Bayesian Network is a supervised learning approach that fits a Bayesian Network model of inputs to our nominal target (care status). Bayesian Network is a directed, acyclic graphical model where the structure is based on conditional dependency between two random variables. Details about its recent utility and promise in personalized medicine for healthcare is documented by several studies [34–39]. Neural Network is a supervised learning method we used to assess the connections between input variables, hidden layers, and an output layer (care status), and the connections between each of these similar to the biologic structure of a human brain. Its utility is also well documented in areas like cancer, diabetes, and electronic health records-based studies [40–44]. For Neural Network, prior variable selection is preferred, so we used the fast-supervised selection method [45,46] that identified input variables (cluster), which jointly explained the largest variance for care status and compared it with the Neural Network with no selection group. We used Decision Trees [classification and regression trees (CART)] as a nonparametric supervised learning method to create a tree model for relevant input variables associated with our outcome (care status) using a series of rules. Each rule assigns an observation to a segment, based on the value of one input [47,48]. Random Forest is an extension of Decision Trees and consists of multiple Decision Trees using different samples with its use also reported in healthcare [49]. Support vector machine is a well known optimization-based supervised learning method for fitting binary classification problems [50–53]. It does this by identifying a decision boundary with the maximum possible margin between the data points and has also been applied to healthcare. Logistic regression is a member of discriminative models in machine learning [54] and was used here to predict care status as a function of input variables.

Feature analysis

To determine the relative importance of variables in predicting care status, we employed different measures for each algorithm. Consistent with our data-driven approach, we ran machine-learning algorithms against the variable selection options (fast-selection) and compared it with machine-learning algorithms for all the variables without prior selection. We ranked the importance of input variables by the performance decrease when taking each input variable out of the model. Top-ranked input variables were candidate principal factors for predicting PLWH's care status.

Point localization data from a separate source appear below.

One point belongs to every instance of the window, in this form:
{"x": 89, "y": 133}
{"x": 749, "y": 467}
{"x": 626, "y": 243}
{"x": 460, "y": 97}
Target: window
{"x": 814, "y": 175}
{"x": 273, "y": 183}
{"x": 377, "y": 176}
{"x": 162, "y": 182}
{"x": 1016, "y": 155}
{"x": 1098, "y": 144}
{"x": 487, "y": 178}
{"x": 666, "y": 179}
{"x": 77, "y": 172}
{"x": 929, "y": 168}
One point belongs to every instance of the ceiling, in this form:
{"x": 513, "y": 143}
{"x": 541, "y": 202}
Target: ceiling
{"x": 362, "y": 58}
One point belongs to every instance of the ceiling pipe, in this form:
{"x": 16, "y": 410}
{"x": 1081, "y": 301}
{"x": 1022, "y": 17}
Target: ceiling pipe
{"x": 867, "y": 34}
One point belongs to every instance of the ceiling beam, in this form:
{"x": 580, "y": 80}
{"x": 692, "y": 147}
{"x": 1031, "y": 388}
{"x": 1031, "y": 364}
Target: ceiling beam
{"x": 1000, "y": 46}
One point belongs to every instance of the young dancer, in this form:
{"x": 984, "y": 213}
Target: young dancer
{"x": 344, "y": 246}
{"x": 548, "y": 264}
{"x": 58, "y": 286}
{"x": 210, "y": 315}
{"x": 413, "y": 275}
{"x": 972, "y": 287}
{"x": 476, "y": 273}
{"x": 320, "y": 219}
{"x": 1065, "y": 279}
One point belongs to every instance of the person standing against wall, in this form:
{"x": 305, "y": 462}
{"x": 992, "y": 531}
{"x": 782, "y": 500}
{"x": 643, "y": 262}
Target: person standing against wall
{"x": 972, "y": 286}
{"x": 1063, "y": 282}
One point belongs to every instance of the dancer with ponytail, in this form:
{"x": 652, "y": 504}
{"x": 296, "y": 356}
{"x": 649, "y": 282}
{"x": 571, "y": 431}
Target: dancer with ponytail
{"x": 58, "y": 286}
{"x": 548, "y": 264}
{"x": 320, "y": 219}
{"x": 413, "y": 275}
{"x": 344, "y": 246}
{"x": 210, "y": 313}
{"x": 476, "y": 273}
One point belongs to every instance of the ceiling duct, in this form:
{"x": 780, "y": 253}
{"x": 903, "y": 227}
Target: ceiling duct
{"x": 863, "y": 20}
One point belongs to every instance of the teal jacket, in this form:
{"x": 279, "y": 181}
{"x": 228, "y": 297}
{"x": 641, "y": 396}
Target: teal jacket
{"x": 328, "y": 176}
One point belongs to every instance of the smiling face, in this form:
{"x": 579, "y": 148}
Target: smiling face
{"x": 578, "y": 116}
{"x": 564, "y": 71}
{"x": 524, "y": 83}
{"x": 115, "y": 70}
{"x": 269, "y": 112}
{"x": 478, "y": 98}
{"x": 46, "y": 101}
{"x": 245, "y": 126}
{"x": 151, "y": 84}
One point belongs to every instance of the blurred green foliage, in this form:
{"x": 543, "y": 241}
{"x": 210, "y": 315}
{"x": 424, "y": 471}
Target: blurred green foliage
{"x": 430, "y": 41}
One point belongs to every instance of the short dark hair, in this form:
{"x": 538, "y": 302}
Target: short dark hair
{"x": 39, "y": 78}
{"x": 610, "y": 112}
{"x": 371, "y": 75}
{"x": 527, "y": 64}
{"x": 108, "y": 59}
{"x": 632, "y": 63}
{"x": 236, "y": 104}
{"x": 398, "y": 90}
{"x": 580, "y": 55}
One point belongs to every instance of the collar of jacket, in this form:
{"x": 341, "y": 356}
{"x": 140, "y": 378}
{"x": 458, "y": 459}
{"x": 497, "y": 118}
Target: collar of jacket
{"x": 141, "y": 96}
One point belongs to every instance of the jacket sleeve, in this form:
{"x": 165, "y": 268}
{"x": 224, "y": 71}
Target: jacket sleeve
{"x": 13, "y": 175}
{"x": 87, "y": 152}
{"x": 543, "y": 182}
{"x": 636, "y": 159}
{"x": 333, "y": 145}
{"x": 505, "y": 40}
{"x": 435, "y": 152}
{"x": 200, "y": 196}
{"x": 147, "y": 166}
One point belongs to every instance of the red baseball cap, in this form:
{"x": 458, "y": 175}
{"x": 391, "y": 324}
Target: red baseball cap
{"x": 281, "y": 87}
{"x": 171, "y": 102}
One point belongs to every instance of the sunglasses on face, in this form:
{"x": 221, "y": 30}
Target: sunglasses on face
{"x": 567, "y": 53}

We present the selected results of these algorithms and compared model performance in predicting care status for PLWH using the selected input variables. Results presented differ based on types of algorithms. Figure 3a and 3b show Decision Tree models for the data-driven input variable selection (cluster) and for all input variables. Notable tree splits differed in the highlighted branches based on the misclassification rate by variables. Both trees had varying inputs of relative importance. Both had years of retention in care but differed at the main split between hospital payor and age at HIV diagnosis. Other split differences are annotated in the figures. For ease of understanding, we display a forward feed single-layer Neural Network showing weights associated by input variable level to our target (care status) (see Fig. 4a). Input variables of importance included years of retention in care, age at HIV diagnosis, hospital payor, type of transmission risk, marital status and education. Similarly, Fig. 4b displays the Bayesian Network diagram for classifying/specifying the conditional relationships/dependencies between the input and target variables. Dependencies show intricate but important relationships between input variables and target (care status) highlighted in yellow. This result indicates that predictive relationship is often co-dependent on other relevant input variables. The variable selection by relative importance also differed for other algorithms.

Fig. 3:
Visualization of trained Decision Trees.
Fig. 4:
Visualization of trained Neural Network.

Machine-learning performance

Consistent with the primary aims of this study, we compared and scored each algorithm for performance. Bayesian Network (F = 0.87, AUC = 0.94, precision = 0.87, recall = 0.86) has outperformed other algorithms, followed by Random Forest (F = 0.78, AUC = 0.81, precision = 0.72, recall = 0.85), Decision Tree (F = 0.76, AUC = 0.75, precision = 0.70, recall = 0.82) and Neural Network (cluster) (F = 0.75, AUC = 0.71, precision = 0.69, recall = 0.81). Table 2 shows the results for each algorithm. The AUC across the experimented algorithms are consistent with the F scores. Fig. 5 illustrates a diagrammatic comparison of AUC among algorithms for training, validation and test data.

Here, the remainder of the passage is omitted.